---
library_name: transformers
license: apache-2.0
base_model: google/pix2struct-docvqa-base
tags:
- generated_from_trainer
- invoice-processing
- information-extraction
- czech-language
- document-ai
- multimodal-model
- generative-model
- synthetic-data
- hybrid-data
- real-data
metrics:
- f1
model-index:
- name: Pix2StructCzechInvoice-V3
  results: []
---

# Pix2StructCzechInvoice (V3 – Full Pipeline with Real Data Fine-Tuning)

This model is a fine-tuned version of [google/pix2struct-docvqa-base](https://huggingface.co/google/pix2struct-docvqa-base) for structured information extraction from Czech invoices.

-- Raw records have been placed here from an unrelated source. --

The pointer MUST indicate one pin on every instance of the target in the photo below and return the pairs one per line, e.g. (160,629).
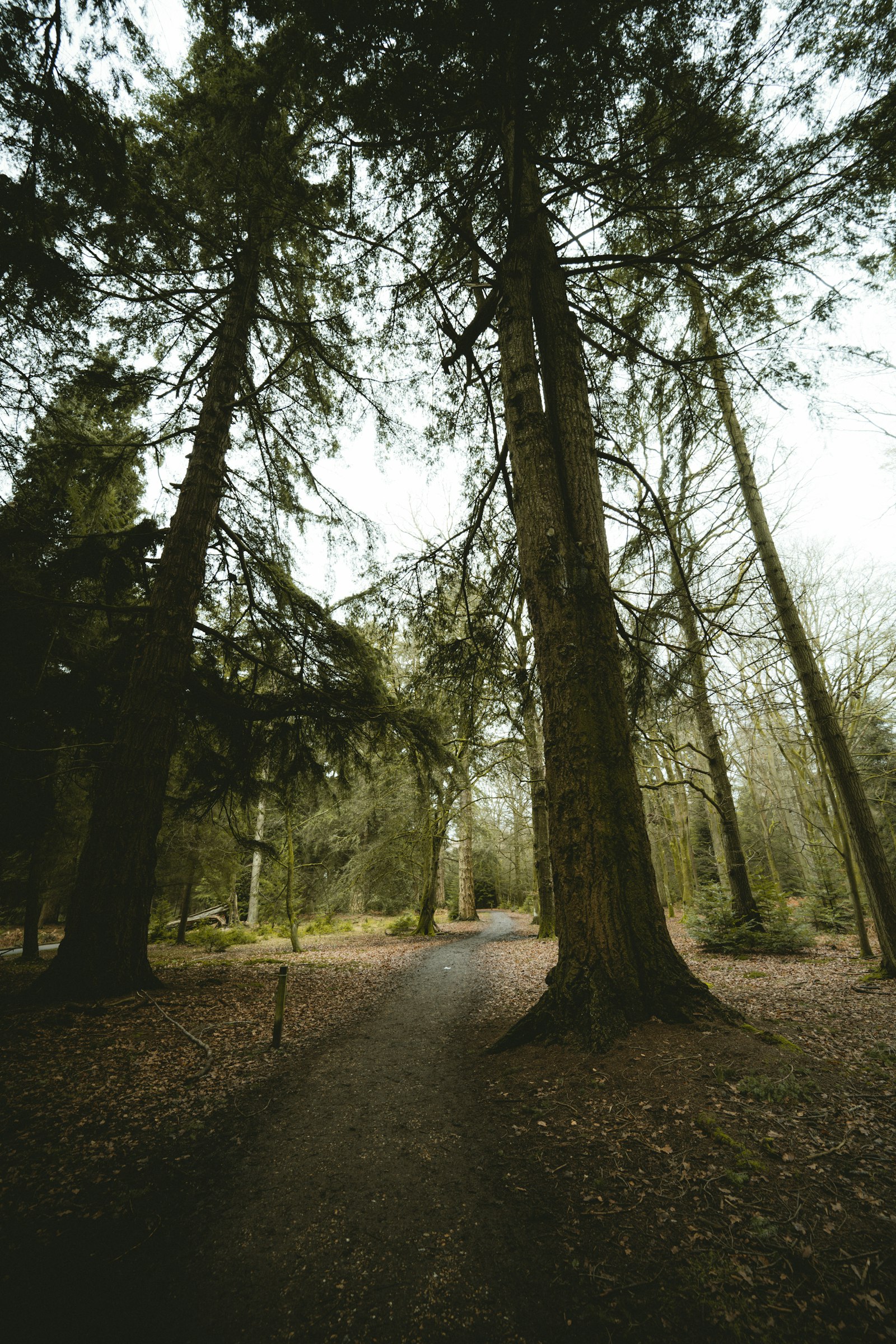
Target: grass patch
(220,940)
(790,1089)
(711,924)
(325,924)
(747,1160)
(405,924)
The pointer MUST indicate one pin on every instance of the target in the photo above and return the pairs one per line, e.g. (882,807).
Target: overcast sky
(836,486)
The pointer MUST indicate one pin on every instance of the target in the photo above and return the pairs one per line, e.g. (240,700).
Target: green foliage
(405,924)
(711,924)
(747,1160)
(325,924)
(220,940)
(163,914)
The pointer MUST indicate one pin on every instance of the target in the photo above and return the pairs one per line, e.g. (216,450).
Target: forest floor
(383,1179)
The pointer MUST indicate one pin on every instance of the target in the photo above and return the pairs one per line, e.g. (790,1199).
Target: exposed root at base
(595,1023)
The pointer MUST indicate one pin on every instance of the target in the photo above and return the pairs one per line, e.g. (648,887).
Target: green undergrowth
(710,921)
(773,1038)
(220,940)
(405,924)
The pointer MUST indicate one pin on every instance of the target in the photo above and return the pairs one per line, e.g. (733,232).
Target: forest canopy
(575,257)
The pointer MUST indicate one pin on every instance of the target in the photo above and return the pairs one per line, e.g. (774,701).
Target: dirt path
(365,1210)
(389,1182)
(368,1205)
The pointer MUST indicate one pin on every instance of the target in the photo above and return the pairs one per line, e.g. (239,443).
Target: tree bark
(534,744)
(438,825)
(855,895)
(465,884)
(617,964)
(251,913)
(440,881)
(817,698)
(233,912)
(30,936)
(187,901)
(104,951)
(743,902)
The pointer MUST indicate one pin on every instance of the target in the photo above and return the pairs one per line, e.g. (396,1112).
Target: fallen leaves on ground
(716,1183)
(92,1090)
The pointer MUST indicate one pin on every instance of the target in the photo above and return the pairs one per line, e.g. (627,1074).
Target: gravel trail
(368,1207)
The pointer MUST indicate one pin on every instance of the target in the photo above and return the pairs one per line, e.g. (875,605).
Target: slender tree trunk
(440,881)
(291,882)
(30,937)
(534,744)
(817,698)
(743,902)
(104,951)
(861,932)
(763,825)
(233,914)
(251,912)
(465,884)
(617,964)
(683,838)
(187,901)
(438,823)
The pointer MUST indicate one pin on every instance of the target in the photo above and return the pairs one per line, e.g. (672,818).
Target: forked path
(371,1206)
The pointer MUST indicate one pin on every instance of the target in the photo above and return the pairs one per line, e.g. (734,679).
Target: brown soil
(388,1180)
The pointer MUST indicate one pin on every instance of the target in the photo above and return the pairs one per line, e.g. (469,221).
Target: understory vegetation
(591,286)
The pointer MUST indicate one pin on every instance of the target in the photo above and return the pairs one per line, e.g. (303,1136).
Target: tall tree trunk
(104,951)
(817,698)
(187,901)
(617,964)
(438,824)
(291,882)
(465,882)
(743,902)
(534,744)
(30,936)
(763,825)
(855,895)
(440,881)
(251,913)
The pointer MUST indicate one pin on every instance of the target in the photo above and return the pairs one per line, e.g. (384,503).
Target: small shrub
(220,940)
(711,924)
(325,924)
(829,913)
(163,913)
(405,924)
(883,1056)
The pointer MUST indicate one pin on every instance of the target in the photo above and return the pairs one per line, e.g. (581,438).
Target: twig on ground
(180,1027)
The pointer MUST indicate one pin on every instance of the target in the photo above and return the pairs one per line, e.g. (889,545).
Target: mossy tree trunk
(436,841)
(743,902)
(104,951)
(254,878)
(465,878)
(291,882)
(817,698)
(186,901)
(617,964)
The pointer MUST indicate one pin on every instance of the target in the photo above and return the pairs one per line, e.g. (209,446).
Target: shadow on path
(366,1208)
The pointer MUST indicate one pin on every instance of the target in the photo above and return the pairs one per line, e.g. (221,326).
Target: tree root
(595,1020)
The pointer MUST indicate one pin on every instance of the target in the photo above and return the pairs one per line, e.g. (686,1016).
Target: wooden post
(280,1000)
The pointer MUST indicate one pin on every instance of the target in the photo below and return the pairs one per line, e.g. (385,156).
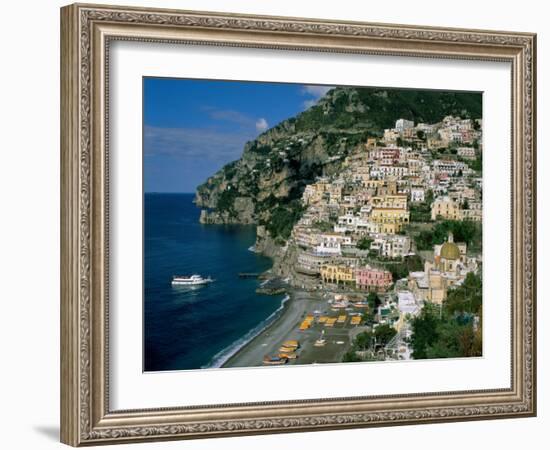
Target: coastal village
(366,248)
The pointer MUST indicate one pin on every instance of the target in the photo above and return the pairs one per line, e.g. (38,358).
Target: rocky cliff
(265,185)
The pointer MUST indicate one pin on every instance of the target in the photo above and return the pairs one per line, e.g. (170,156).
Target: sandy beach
(286,327)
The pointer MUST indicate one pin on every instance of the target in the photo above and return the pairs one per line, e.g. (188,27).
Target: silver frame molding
(86,32)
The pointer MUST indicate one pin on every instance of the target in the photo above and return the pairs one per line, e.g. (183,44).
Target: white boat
(193,280)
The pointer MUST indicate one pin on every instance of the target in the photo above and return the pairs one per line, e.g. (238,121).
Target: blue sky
(192,128)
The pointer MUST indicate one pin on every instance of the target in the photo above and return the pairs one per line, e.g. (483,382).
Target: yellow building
(396,201)
(337,273)
(446,208)
(391,220)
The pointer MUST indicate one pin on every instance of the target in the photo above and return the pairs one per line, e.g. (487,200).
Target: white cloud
(310,102)
(195,143)
(316,91)
(261,125)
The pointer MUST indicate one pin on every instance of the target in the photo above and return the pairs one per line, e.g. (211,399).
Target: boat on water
(193,280)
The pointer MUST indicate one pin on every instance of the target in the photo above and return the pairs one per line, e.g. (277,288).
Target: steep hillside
(264,186)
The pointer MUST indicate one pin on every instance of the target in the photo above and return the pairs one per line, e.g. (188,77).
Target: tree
(363,341)
(364,243)
(351,356)
(384,333)
(466,298)
(424,328)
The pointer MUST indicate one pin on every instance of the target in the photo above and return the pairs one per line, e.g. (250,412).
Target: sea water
(202,326)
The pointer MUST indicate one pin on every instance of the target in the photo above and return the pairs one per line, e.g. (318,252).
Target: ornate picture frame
(86,34)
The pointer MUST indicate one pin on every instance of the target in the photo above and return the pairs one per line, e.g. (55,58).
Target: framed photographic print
(275,224)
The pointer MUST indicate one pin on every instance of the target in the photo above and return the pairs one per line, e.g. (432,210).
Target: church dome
(449,250)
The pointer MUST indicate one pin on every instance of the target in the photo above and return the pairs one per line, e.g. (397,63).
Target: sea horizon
(202,327)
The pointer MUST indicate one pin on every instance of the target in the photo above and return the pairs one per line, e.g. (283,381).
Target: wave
(223,356)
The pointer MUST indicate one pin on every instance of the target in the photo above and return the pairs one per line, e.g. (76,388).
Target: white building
(403,124)
(418,195)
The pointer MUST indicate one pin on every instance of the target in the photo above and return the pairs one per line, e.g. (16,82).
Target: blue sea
(193,328)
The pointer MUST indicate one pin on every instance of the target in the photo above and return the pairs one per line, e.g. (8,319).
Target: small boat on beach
(274,360)
(193,280)
(321,342)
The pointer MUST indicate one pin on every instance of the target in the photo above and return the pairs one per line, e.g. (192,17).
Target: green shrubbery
(283,218)
(463,231)
(448,330)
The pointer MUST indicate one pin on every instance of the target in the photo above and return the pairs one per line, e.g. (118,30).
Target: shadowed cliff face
(265,185)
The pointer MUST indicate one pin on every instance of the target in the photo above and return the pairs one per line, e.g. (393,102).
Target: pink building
(369,278)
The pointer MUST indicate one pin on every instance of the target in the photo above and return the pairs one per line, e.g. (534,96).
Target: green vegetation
(226,200)
(283,218)
(369,342)
(463,231)
(422,212)
(364,243)
(351,108)
(449,330)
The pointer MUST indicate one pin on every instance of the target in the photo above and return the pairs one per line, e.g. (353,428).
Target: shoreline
(233,360)
(286,327)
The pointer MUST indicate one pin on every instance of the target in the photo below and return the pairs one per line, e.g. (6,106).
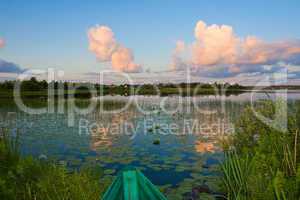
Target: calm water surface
(187,156)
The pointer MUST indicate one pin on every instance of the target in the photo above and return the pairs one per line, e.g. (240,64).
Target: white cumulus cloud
(103,44)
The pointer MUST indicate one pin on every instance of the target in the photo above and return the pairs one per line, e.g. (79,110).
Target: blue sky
(41,34)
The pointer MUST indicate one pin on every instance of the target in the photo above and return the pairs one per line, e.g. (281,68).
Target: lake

It achieves the following results on the evaluation set:
- Loss: 0.1542  
- F1: 0.8404  

---

## Model description

Pix2StructCzechInvoice (V3) is the final generative model in the experimental pipeline.

Unlike token classification approaches, this model:
- processes full document images  
- generates structured outputs as text sequences  

It extracts key invoice fields such as:
- supplier  
- customer  
- invoice number  
- bank details  
- totals  
- dates  

By combining synthetic, hybrid, and real data, this version significantly improves both performance and stability.

---

## Training data

The dataset used in this stage combines:

1. **Synthetic template-based invoices (V0)**  
2. **Synthetic invoices with randomized layouts (V1)**  
3. **Hybrid invoices with real layouts and synthetic content (V2)**  
4. **Real annotated invoices**  

### Real data fine-tuning

The final stage introduces:
- real invoice images  
- realistic visual noise and distortions  
- natural language variability  
- real formatting inconsistencies  

This allows the model to:
- better align generated outputs with real-world distributions  
- improve robustness of sequence generation  
- reduce hallucinations and formatting errors  

---

## Role in the pipeline

This model corresponds to:

**V3 – Full pipeline (synthetic + hybrid + real data fine-tuning)**

It represents:
- the final generative model  
- the best-performing Pix2Struct variant  
- an end-to-end extraction approach  

---

## Intended uses

- End-to-end invoice information extraction from images  
- Document VQA and generative document understanding  
- OCR-free document processing pipelines  
- Research in generative vs structured extraction approaches  

---

## Limitations

- Output format may still be inconsistent  
- Sensitive to decoding strategy and prompt structure  
- Less interpretable than token classification models  
- Requires post-processing for structured outputs  
- Computationally more expensive  

---

## Training procedure

### Training hyperparameters

The following hyperparameters were used during training:
- learning_rate: 0.0001
- train_batch_size: 8
- eval_batch_size: 1
- seed: 42
- optimizer: Use OptimizerNames.ADAMW_TORCH_FUSED with betas=(0.9,0.999) and epsilon=1e-08 and optimizer_args=No additional optimizer arguments
- lr_scheduler_type: cosine_with_restarts
- lr_scheduler_warmup_steps: 0.1
- num_epochs: 10
- mixed_precision_training: Native AMP

---

### Training results

| Training Loss | Epoch | Step | Validation Loss | F1     |
|:-------------:|:-----:|:----:|:---------------:|:------:|
| 0.3277        | 1.0   | 23   | 0.1958          | 0.7239 |
| 0.2366        | 2.0   | 46   | 0.1446          | 0.8037 |
| 0.1780        | 3.0   | 69   | 0.1247          | 0.8060 |
| 0.1153        | 4.0   | 92   | 0.1178          | 0.8316 |
| 0.0895        | 5.0   | 115  | 0.1279          | 0.8312 |
| 0.0774        | 6.0   | 138  | 0.1542          | 0.8404 |
| 0.0766        | 7.0   | 161  | 0.1530          | 0.7972 |
| 0.0697        | 8.0   | 184  | 0.1385          | 0.8372 |
| 0.0804        | 9.0   | 207  | 0.1433          | 0.7963 |
| 0.0664        | 10.0  | 230  | 0.1614          | 0.7991 |

---

## Framework versions

- Transformers 5.0.0  
- PyTorch 2.10.0+cu128  
- Datasets 4.0.0  
- Tokenizers 0.22.2